Día: 26 de febrero de 2026
Obra: "Carta a un niño que nunca nació". Autora: Oriana Fallaci
Oriana Fallaci (Florencia, 1929–2006) no solo fue una escritora y activista italiana, sino también la primera mujer de su país en ejercer como corresponsal de guerra. Su trayectoria estuvo marcada por la cobertura de los grandes conflictos del siglo XX, donde forjó un estilo directo, audaz y profundamente personal. En 1975 publicó “Carta a un niño que nunca nació”, obra inspirada en su propia experiencia, en la que reivindica su forma de pensar y su posicionamiento ante la vida. El libro se convirtió en un fenómeno internacional: vendió millones de ejemplares y desató un intenso debate social.
La obra se articula como un monólogo íntimo, un diálogo consigo misma dirigido al niño que lleva dentro y que, como anticipa el título, no llegará a nacer. Desde el momento en que descubre esa “gota de vida” en su interior, se desencadena una profunda angustia existencial y una reflexión constante sobre la tensión entre la ambición profesional y la maternidad, sobre el sentido de la existencia en un mundo hostil y sobre el temor de traer a alguien a una realidad atravesada por la injusticia.
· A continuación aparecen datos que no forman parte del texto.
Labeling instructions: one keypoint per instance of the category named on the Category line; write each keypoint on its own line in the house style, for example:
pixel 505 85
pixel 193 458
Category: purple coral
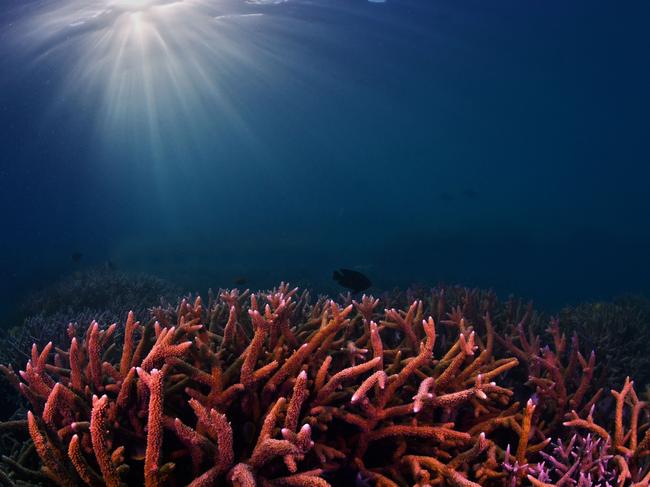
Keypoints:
pixel 584 461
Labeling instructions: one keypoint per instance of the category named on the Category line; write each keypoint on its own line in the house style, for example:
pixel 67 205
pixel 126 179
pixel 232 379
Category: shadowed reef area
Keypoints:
pixel 448 386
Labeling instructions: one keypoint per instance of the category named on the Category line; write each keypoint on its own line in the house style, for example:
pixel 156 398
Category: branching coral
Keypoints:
pixel 270 389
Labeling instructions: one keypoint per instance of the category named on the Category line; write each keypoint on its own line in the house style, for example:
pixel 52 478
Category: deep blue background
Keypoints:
pixel 498 144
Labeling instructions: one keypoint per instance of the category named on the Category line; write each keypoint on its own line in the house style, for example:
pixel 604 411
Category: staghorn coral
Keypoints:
pixel 94 294
pixel 620 331
pixel 272 389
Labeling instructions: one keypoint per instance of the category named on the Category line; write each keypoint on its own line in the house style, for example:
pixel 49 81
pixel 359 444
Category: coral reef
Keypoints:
pixel 274 389
pixel 620 331
pixel 94 294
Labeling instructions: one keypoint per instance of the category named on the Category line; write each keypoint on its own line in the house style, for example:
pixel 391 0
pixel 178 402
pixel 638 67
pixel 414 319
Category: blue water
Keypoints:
pixel 495 144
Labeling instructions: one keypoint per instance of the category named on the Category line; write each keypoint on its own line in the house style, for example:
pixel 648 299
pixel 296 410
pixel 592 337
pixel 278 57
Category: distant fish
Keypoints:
pixel 352 280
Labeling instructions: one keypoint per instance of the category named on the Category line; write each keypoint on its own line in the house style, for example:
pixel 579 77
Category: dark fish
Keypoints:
pixel 353 280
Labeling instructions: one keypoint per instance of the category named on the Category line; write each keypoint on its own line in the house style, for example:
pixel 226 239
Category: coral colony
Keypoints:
pixel 272 389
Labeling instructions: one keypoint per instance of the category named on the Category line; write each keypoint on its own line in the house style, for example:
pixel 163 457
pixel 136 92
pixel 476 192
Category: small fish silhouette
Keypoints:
pixel 353 280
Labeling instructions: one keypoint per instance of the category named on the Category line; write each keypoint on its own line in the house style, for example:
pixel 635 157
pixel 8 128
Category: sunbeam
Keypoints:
pixel 143 66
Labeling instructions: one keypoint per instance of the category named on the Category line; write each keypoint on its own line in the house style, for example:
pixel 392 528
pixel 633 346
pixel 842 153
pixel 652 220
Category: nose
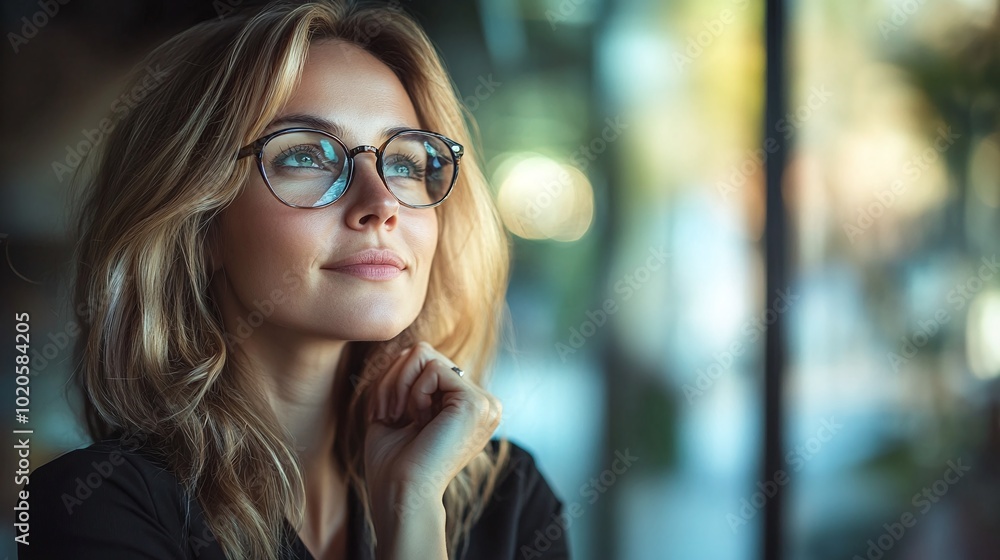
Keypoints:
pixel 370 204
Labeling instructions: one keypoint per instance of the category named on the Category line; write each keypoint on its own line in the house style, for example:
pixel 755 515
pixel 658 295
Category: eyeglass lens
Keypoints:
pixel 311 169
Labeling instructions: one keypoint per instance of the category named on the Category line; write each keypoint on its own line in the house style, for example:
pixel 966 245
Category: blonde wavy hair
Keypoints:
pixel 154 361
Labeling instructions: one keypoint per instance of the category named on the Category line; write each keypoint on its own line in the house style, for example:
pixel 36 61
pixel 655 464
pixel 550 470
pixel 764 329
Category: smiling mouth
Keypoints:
pixel 369 271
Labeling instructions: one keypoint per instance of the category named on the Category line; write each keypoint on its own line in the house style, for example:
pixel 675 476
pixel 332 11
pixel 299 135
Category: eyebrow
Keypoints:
pixel 313 121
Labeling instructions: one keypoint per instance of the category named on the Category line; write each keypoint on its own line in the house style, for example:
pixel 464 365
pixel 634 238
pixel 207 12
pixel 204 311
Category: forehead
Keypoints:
pixel 350 87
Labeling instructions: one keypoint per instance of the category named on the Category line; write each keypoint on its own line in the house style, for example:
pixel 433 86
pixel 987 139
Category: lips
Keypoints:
pixel 370 264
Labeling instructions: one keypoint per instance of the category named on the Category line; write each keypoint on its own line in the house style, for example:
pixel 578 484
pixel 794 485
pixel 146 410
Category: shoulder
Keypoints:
pixel 101 473
pixel 523 516
pixel 103 500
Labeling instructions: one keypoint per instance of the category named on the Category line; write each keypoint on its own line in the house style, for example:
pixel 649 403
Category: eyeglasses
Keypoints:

Fallaci explora el impacto de un embarazo no planificado y de alto riesgo en la vida de una mujer sola. Se trata de un texto audaz que aborda la maternidad desde una perspectiva crítica, analizando sus implicaciones tanto en el ámbito profesional - donde denuncia el acoso laboral - como en el personal, visibilizando la maternidad en solitario, históricamente impensable y estigmatizada.
A través de este relato, la autora compone una crónica social desgarradora que denuncia injusticias y desigualdades, en consonancia con su trayectoria de activista incansable. Aunque la protagonista afirma apostar por la vida bajo la premisa de que “nada es peor que la nada”, su defensa convive con el miedo y la culpa. El relato oscila constantemente entre la ilusión y el desgarro. El embarazo la enfrenta a un dilema radical: ¿es justo dar la vida en un mundo marcado por la violencia y la desigualdad? ¿Tiene derecho a negarla para preservar su libertad? La novela funciona también como una crítica desde una perspectiva feminista. Fallaci profundiza en el conflicto entre la responsabilidad individual y el derecho de la mujer a decidir. “Conmigo se quedan quietos, callados, o sueltan consideraciones acerca del aborto”, señala, evidenciando la incomodidad social que rodea su decisión. La protagonista quiebra el canon tradicional de la maternidad entendida como obligación y la reivindica como una elección libre, no como un deber. En un pasaje, imagina un juicio interior en el que intervienen amigos, el médico que le prohibió abandonar el hospital, sus padres, su amante e incluso el propio niño, quienes la acusan de “homicidio premeditado”.
A través de fábulas - como la de la magnolia o la del chocolate -, la narradora advierte a su hijo sobre la crueldad del mundo y proyecta una visión pesimista en la que todo cambia para seguir siendo igual. Sin embargo, también deja espacio para el optimismo y mantiene abiertas las puertas a la libertad como ejercicio vital. El cierre es contundente y despojado de sentimentalismo: la vida, como fuerza abstracta, no necesita de ningún individuo en particular. Los seres humanos mueren, pero la vida continúa su curso.